Такую, чтобы всё, бывшее со мной, не утонуло в пошлом тумане приукрашенного прошлого. Ведь оно-то было, оно было поганым. А проступило бы резко и отчетливо, как скелет. Дерзко, как порез. Цинично, как рифма в стихотворении, оборачивающая и обваливающая мерно текущий смысл моей скуки.

В чем состоял мой тревожный поиск?

Что я хотел обрести?

Бешенство и переполненность той ночи с отцом?

Да-да, именно перенасыщенность меня и влекла.

Мне стало казаться, что именно тогда я был уничтожен и упразднен той полнотой, над которой проливал слезы утром в домике, простите мою сентиментальность, дорожного мастера на двести семидесятом километре стратегического шоссе между Пензой и Ртищево.


В конце концов я дошел до того предела, что повез туда свою вторую жену.
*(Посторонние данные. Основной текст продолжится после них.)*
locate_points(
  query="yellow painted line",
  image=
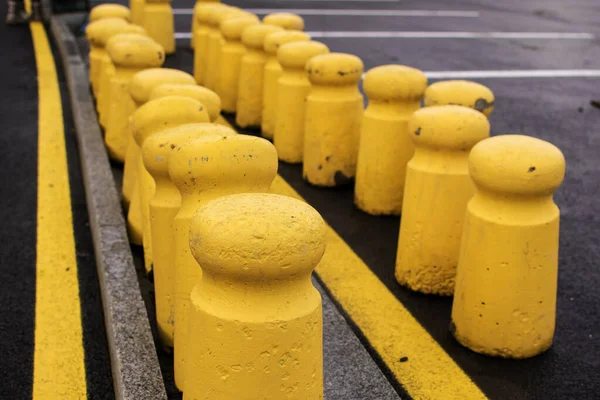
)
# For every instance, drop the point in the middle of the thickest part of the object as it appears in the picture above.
(429, 373)
(59, 369)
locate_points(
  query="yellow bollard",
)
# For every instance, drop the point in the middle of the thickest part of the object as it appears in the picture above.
(129, 57)
(201, 39)
(150, 118)
(107, 72)
(231, 55)
(137, 11)
(204, 169)
(159, 22)
(505, 299)
(287, 21)
(386, 147)
(109, 11)
(437, 190)
(140, 88)
(164, 205)
(256, 319)
(209, 99)
(292, 89)
(93, 32)
(461, 93)
(273, 71)
(334, 109)
(251, 79)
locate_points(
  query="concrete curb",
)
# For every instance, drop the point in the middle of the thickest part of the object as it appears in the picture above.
(135, 368)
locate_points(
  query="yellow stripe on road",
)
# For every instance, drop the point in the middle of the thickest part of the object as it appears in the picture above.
(59, 371)
(426, 370)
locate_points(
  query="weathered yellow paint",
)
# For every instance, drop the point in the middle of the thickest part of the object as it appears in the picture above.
(108, 71)
(231, 55)
(137, 11)
(153, 117)
(140, 88)
(209, 99)
(256, 320)
(109, 11)
(204, 169)
(334, 109)
(461, 93)
(272, 73)
(251, 80)
(129, 57)
(93, 32)
(159, 23)
(287, 21)
(292, 89)
(201, 40)
(385, 146)
(505, 299)
(436, 194)
(429, 372)
(58, 356)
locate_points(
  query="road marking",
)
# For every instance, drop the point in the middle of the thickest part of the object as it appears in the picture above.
(59, 369)
(429, 373)
(451, 35)
(358, 13)
(535, 73)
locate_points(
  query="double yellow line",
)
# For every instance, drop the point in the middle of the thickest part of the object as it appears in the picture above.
(59, 368)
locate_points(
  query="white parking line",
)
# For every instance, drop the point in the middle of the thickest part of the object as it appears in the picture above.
(359, 13)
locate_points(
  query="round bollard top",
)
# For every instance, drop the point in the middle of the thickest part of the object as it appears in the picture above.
(132, 50)
(255, 35)
(253, 236)
(232, 28)
(207, 97)
(448, 127)
(109, 11)
(287, 21)
(517, 164)
(240, 162)
(335, 69)
(277, 39)
(158, 147)
(395, 83)
(145, 81)
(463, 93)
(163, 113)
(295, 55)
(103, 27)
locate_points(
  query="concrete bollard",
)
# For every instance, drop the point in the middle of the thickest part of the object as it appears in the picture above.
(231, 55)
(164, 205)
(436, 194)
(272, 73)
(109, 11)
(334, 109)
(506, 283)
(129, 56)
(159, 23)
(292, 89)
(140, 88)
(108, 71)
(93, 32)
(209, 99)
(204, 169)
(201, 39)
(150, 118)
(256, 319)
(251, 80)
(385, 147)
(287, 21)
(461, 93)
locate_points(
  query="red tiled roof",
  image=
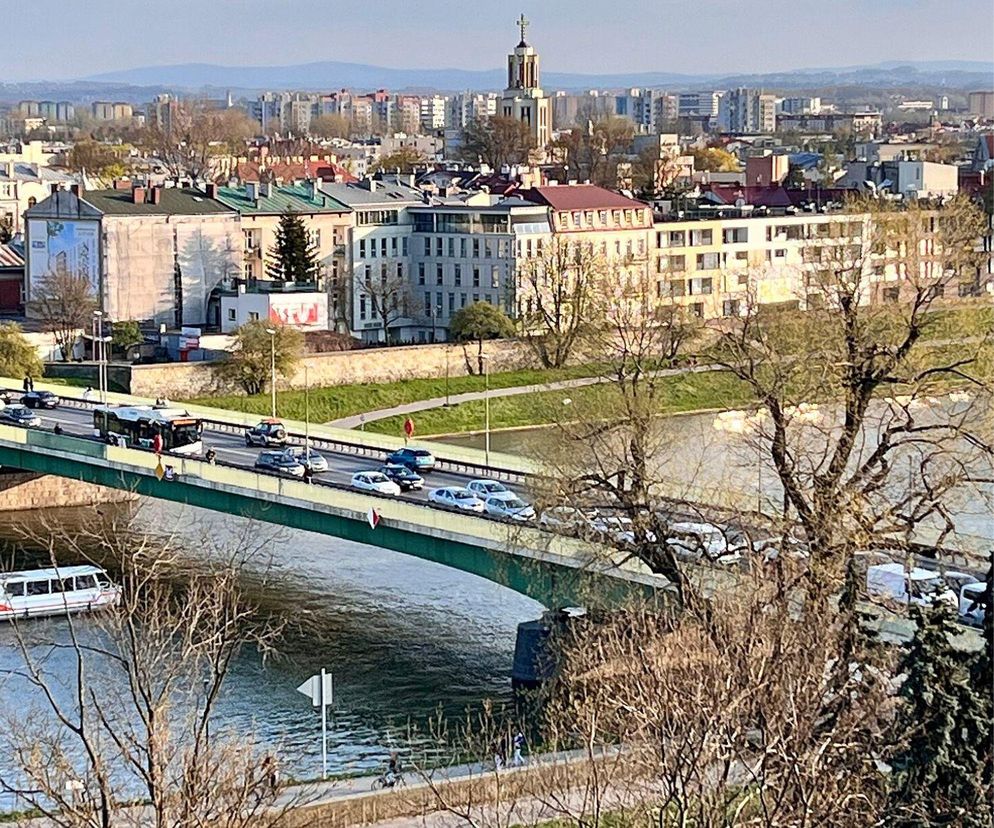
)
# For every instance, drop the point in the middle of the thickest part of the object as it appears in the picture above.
(580, 197)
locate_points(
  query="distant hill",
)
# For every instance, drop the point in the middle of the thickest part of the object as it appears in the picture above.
(332, 75)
Я всматривался в почти ту же самую дорогу, но кроме сухости отчужденного зрелища, меня ничего не наполняло; лента шоссе не преисполнила меня ни трепетом, ни страхом, и мне стало ясно, что этот путь давно лишен для меня и тени эротизма. Пустая обеззвученная форма развертывалась за окном автомобиля, и ни одно имя произрастающих на этом ландшафте населенных пунктов ничего не сказало моему сердцу. Спрямленная дорога бесстыдно рассекала села, асфальт ложился под машину дешевым штапелем. Села хранили прошлую косину, которую уже никто не учитывал. Они дешевели на моих глазах – дома, люди, животные, деревья. Настоящее явно принадлежало не их насельникам. Им было уже не приноровиться к ленте шоссе, к спрямленному бегу времени.